To make this precise they work with the usual gravitational action plus the standard boundary term (the Gibbons–Hawking–York term) and use the tetrad (coframe) formalism near a spacelike singularity. Varying the coframe while keeping the bulk equations of motion gives a simple condition in the limit toward the singularity: a combination of the extrinsic curvature (which measures how spatial slices bend) and the spatial volume element must go to zero. In other words, the way space “squeezes” to zero volume at the bang is restricted by the action principle.

When applied to cosmological solutions, this boundary condition rules out a large class of anisotropic singular behaviors known as Kasner-like or Belinski–Khalatnikov–Lifshitz (BKL) space-times. By contrast it admits conformally regular space-times, including the standard Friedmann–Lemaître–Robertson–Walker (FLRW) cosmologies, provided the matter is a perfect fluid with pressure P and energy density ρ satisfying 0 ≤ P < ρ (equivalently an equation-of-state parameter w between 0 and 1). As an example, radiation-dominated universes (P = ρ/3) meet the condition.

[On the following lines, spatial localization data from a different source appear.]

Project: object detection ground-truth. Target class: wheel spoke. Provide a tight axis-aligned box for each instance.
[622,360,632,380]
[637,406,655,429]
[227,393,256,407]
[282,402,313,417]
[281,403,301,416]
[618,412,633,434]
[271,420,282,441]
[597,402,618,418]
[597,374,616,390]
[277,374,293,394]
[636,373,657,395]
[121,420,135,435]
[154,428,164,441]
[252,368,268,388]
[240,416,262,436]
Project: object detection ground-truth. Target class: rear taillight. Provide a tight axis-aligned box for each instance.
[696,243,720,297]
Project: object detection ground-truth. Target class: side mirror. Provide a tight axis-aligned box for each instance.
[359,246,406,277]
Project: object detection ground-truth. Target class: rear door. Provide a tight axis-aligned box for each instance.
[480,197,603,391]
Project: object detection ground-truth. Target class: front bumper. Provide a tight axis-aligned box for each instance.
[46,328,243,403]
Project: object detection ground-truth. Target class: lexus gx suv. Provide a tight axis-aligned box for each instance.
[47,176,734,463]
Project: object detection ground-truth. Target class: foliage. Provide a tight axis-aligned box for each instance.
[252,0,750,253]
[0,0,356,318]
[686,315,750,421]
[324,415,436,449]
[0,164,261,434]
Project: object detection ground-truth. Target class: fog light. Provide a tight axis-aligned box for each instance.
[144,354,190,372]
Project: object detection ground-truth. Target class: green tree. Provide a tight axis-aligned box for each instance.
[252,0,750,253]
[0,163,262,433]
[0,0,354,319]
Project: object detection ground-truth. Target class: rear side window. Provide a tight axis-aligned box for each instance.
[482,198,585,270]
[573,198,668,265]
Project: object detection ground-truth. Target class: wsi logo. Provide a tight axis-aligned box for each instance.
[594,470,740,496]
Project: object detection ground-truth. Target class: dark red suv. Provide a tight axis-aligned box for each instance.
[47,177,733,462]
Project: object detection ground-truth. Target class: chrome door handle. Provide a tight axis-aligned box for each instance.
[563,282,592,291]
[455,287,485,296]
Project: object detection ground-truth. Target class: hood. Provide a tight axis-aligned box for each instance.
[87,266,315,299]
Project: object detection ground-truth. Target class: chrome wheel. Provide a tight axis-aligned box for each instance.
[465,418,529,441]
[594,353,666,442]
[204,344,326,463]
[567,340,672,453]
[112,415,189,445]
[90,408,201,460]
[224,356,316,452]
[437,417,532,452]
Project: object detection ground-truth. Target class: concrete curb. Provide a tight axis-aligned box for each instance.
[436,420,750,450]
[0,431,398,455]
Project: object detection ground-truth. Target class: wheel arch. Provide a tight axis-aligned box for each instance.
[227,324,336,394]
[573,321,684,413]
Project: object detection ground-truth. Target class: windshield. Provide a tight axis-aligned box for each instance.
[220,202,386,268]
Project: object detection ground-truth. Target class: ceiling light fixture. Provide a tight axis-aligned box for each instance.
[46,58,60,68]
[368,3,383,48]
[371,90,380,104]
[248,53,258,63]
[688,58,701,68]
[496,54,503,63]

The paper also studies small (linear) perturbations around nearly isotropic FLRW backgrounds. For those cases the boundary condition is equivalent to demanding conformal regularity at the bang together with reflecting boundary conditions on perturbations. Concretely, certain time-derivatives of the scalar metric potential and of tensor (gravitational-wave) modes vanish at the initial time. Vector perturbations are not allowed and, in the special cases of dust or radiation, the perturbations are analytic and symmetric under time reflection about the bang. The authors note that these reflecting conditions are compatible with large-scale cosmological observations.